The public disclosure of the lending data should have been prevented because it could spur runs on the banks listed, said Darrell Duffie, a finance professor at Stanford University.
“That’s a very destructive process,” he said. Still, with the data released, “if you’re justified in getting the information, then you’re justified to get enough information to judge the risk the Fed took,” he said.
It is “specifically impossible” to know how much risk taxpayers were taking by looking at pools of collateral grouped by asset class and rating, said Sylvain Raynes, a principal at R&R Consulting in New York and co-author of “Elements of Structured Finance,” published in May by Oxford University Press.
“I need to know the individual composition because a $2 billion pool can be one asset of $2 billion, which would be very risky, or 2,000 assets of $1 million each, and that’s not risky at all,” Raynes said. “The spirit of Dodd-Frank was not respected, and they used the vagueness in the wording of the law to weasel out of fulfilling their duty to the American people.”
What bullshit! How long are the people going to stand for this? You go to the airport and you let them grope you? You apply for a loan and they will demand to see every last aspect of your personal finances, yet when they STEAL money from you, you are not allowed to see jack. That’s because the “FED” is an illegal enterprise who never should have been given the power to create money – its WAY past time to take that power back and to imprison those who would get in the way of that occurring.

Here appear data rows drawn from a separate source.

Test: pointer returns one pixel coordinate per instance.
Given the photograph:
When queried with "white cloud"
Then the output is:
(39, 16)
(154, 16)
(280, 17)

And now we’re learning that the central banks are going to have their first European Union joint bond offering! Again, this is probably not legal, but here’s the article:
Europe bailout fund to issue bonds
EFSF BONDS: EUROPE’S BAILOUT fund will issue € 5 billion-€ 8 billion of bonds next month, in what will be the first ever debt offering by the euro zone as a single entity.
The European Financial Stability Facility (EFSF) will use the triple-A rated debt to help fund its part of the € 85 billion Irish rescue.
Klaus Regling, the head of the facility, said in Singapore yesterday most investors would come from Europe, but there had been strong interest from Asia and the Middle East, where the offering would be a “new way to diversify for investors who are looking for high-quality triple-A assets”.
The bond is likely to be priced at a higher interest rate than similarly rated debt from Germany and France. The news came as prospects of the European Central Bank increasing its purchases of bonds led to market interest rates falling for the so-called peripheral euro zone countries such as Spain, Italy and Ireland.
RIIIIGGGHHT! Give me a BREAK! Triple-A rated? What a joke! “Testing demand,” again, what a joke! We know where the “demand” will come from… it will come from the same asshat bankers who simply make up the money from nothing and again indebt the people who will have to slave their lives away to pay it! What a con, the greatest con in the history of the planet by far.
SPX 1200 will now act as support and it appears that we have a wave 5 underway. This wave will be based on nothing but phony money, while real people with what little money they have left continue to withdraw their money from the markets, now into our 31st week of continuous mutual fund outflows. Wave 5’s are notoriously difficult to play – sometimes they truncate, sometimes they extend. They are the distribution wave, the wave that causes people to capitulate just in time for the real reversal to finally come. Front running, as I’ve repeatedly said, is a fool’s game – as is this entire market at this juncture in history.